← Writing

The infinite context illusion in LLMs

April 29, 2025 · 3 minute read

Large language models with very large context windows are impressive. A model that can accept hundreds of thousands, or even millions, of tokens opens up workflows that were not practical before.

But bigger does not automatically mean better.

It is tempting to treat a long context window as a place to dump everything: notes, documents, logs, drafts, screenshots, and half-related background information. The expectation is that the model will absorb all of it and use the right parts at the right time.

That assumption breaks down quickly. Models can lose precision when the context gets crowded, especially when the prompt contains similar, redundant, or competing pieces of information. The model may still respond fluently, but it can miss a detail buried deep in the prompt or combine the wrong pieces of context.

Why large context is tricky

Longer prompts create a few practical problems:

  • Retrieval gets harder: The model has to find the right detail inside a larger pool of information.
  • Similar items compete: If the prompt contains many near-duplicate facts or requests, the model can mix them up.
  • Costs increase: Large context windows can make API usage more expensive, especially when every request carries the same bulky context.
  • Confidence becomes misleading: A fluent answer can make it look like the model used all of the context correctly, even when it did not.
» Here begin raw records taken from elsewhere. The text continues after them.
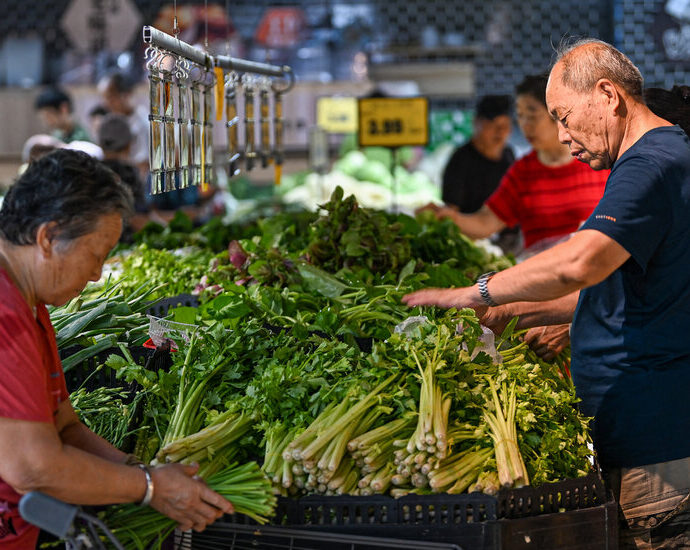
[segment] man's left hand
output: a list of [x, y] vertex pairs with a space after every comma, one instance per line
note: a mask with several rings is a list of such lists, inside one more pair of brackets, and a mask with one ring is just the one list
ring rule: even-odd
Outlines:
[[552, 325], [531, 328], [525, 342], [546, 361], [552, 361], [570, 344], [570, 325]]

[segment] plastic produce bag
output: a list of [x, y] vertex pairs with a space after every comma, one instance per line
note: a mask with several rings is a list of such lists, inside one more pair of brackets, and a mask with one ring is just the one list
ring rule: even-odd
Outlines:
[[393, 329], [394, 334], [404, 334], [408, 338], [419, 338], [419, 327], [429, 322], [426, 315], [415, 315], [408, 317], [402, 323], [399, 323]]
[[[498, 350], [496, 349], [496, 335], [490, 328], [487, 328], [484, 325], [480, 326], [482, 328], [482, 335], [479, 337], [479, 345], [472, 350], [470, 359], [474, 359], [477, 356], [477, 354], [483, 351], [484, 353], [489, 355], [494, 361], [496, 361], [496, 363], [502, 363], [503, 357], [501, 357], [501, 354], [498, 353]], [[463, 326], [462, 324], [459, 324], [456, 328], [456, 332], [457, 334], [462, 334], [462, 331]], [[467, 344], [465, 343], [462, 344], [462, 348], [465, 351], [469, 351], [467, 348]]]

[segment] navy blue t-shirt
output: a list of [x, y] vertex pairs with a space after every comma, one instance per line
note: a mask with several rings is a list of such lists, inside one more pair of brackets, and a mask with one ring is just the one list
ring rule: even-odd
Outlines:
[[581, 230], [631, 258], [580, 292], [572, 374], [603, 466], [690, 456], [690, 140], [650, 130], [613, 165]]

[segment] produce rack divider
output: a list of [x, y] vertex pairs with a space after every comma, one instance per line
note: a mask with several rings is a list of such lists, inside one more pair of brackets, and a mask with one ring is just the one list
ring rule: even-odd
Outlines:
[[482, 493], [281, 498], [275, 522], [287, 525], [441, 525], [498, 519], [496, 499]]
[[[191, 539], [191, 540], [190, 540]], [[300, 529], [216, 523], [202, 533], [178, 537], [179, 550], [470, 550], [426, 540], [315, 533]]]
[[499, 492], [498, 516], [518, 518], [580, 510], [605, 504], [604, 481], [597, 473], [577, 479], [544, 483], [539, 487], [521, 487]]

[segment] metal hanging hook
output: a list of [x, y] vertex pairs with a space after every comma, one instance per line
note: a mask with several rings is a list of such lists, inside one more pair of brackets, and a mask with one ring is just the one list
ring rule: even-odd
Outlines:
[[240, 82], [244, 88], [254, 89], [256, 87], [256, 77], [249, 73], [244, 73], [240, 78]]
[[160, 49], [158, 49], [157, 46], [149, 46], [146, 48], [146, 51], [144, 52], [144, 57], [146, 58], [146, 70], [151, 72], [151, 71], [156, 71], [156, 63], [158, 61], [158, 57], [160, 56]]
[[206, 70], [204, 67], [197, 63], [190, 63], [188, 78], [193, 86], [204, 83], [204, 80], [206, 79], [205, 73]]
[[175, 66], [173, 67], [173, 74], [175, 75], [175, 78], [177, 80], [183, 80], [186, 78], [185, 70], [184, 70], [184, 59], [182, 57], [175, 56]]
[[207, 88], [213, 88], [216, 85], [217, 81], [218, 78], [216, 77], [216, 73], [214, 71], [207, 70], [206, 74], [204, 75], [204, 86], [206, 86]]
[[283, 76], [287, 78], [287, 84], [284, 87], [278, 87], [276, 84], [279, 82], [279, 80], [273, 80], [271, 83], [271, 88], [278, 94], [286, 94], [292, 90], [295, 85], [295, 73], [292, 72], [292, 68], [287, 65], [283, 65], [282, 69]]
[[237, 71], [230, 71], [225, 74], [225, 87], [226, 88], [236, 88], [240, 82], [240, 75]]
[[177, 63], [177, 55], [161, 50], [161, 54], [158, 58], [158, 71], [161, 73], [172, 74], [175, 71], [175, 65]]

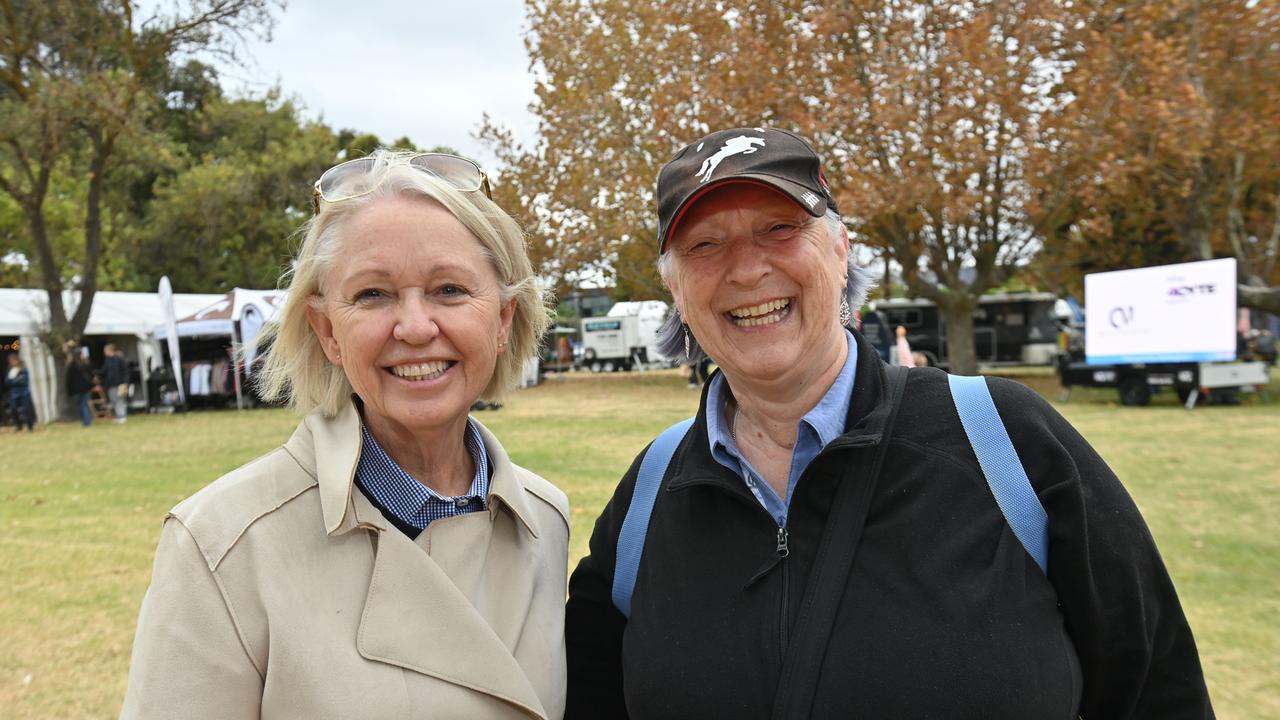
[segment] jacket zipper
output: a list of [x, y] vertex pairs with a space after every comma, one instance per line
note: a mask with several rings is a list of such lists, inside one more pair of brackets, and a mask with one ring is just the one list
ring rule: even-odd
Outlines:
[[[846, 438], [842, 436], [841, 438], [833, 440], [825, 448], [819, 451], [818, 455], [810, 461], [810, 464], [816, 461], [818, 457], [822, 456], [824, 453], [832, 450], [867, 447], [875, 444], [875, 441], [869, 440], [865, 437]], [[791, 603], [791, 582], [788, 577], [789, 573], [787, 572], [787, 567], [790, 565], [790, 563], [787, 562], [787, 557], [791, 555], [791, 546], [789, 543], [790, 535], [787, 532], [786, 526], [779, 525], [778, 544], [776, 550], [778, 552], [778, 564], [782, 566], [782, 602], [779, 604], [781, 612], [778, 618], [778, 650], [779, 656], [782, 658], [783, 662], [786, 662], [787, 643], [790, 641], [789, 633], [787, 632]]]
[[787, 545], [787, 528], [783, 525], [778, 526], [778, 564], [782, 566], [782, 602], [781, 614], [778, 618], [778, 650], [781, 657], [787, 656], [787, 615], [788, 602], [790, 598], [790, 582], [787, 578], [787, 556], [791, 555], [791, 548]]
Benchmarks that show the challenge

Two examples help explain the problem.

Fiction.liveBench: This benchmark gives insight into long-context model performance and how models behave when they need to reason over larger bodies of text.

OpenAI Multi-Request Context Retrieval (MRCR): This benchmark tests whether a model can retrieve and distinguish between many similar requests inside a large context.

Example scenario

The user requests a set of variations of a creative writing assignment (e.g., "compose a poem concerning tapirs," "brief tale concerning tapirs," "compose a poem concerning frogs") under the same thematic submission. The model will be requested to obtain a specific submission (e.g., "provide the third poem concerning tapirs").

The challenge is not that the model cannot read the words. The challenge is that subtle variations and repeated patterns make the retrieval task fragile. If the prompt contains many similar poems, stories, and topic variations, the model can return the wrong item while still sounding confident.

The psychological trap

Large context windows can create a false sense of safety. They make it feel like the conversation is nearly infinite and that any amount of information can be added without consequences.

In practice, the opposite often happens. The more unfocused the context becomes, the more work the model has to do to identify what matters. A shorter, cleaner prompt with the right context can outperform a much longer prompt filled with loosely related material.

What works better

Instead of relying on brute-force context, it is usually better to:

  • Summarize older conversation state into clear decisions and constraints.
  • Retrieve only the documents or sections that are relevant to the current task.
  • Remove stale assumptions when the task changes.
  • Separate competing requests into smaller prompts.
  • Keep the model's immediate goal explicit.

Conclusion

Large context windows are a powerful capability, but they do not replace context management. The goal is not to maximize the number of tokens in the prompt. The goal is to give the model the information it needs, in a form it can reliably use.

Careful context design is often more effective than simply expanding the window.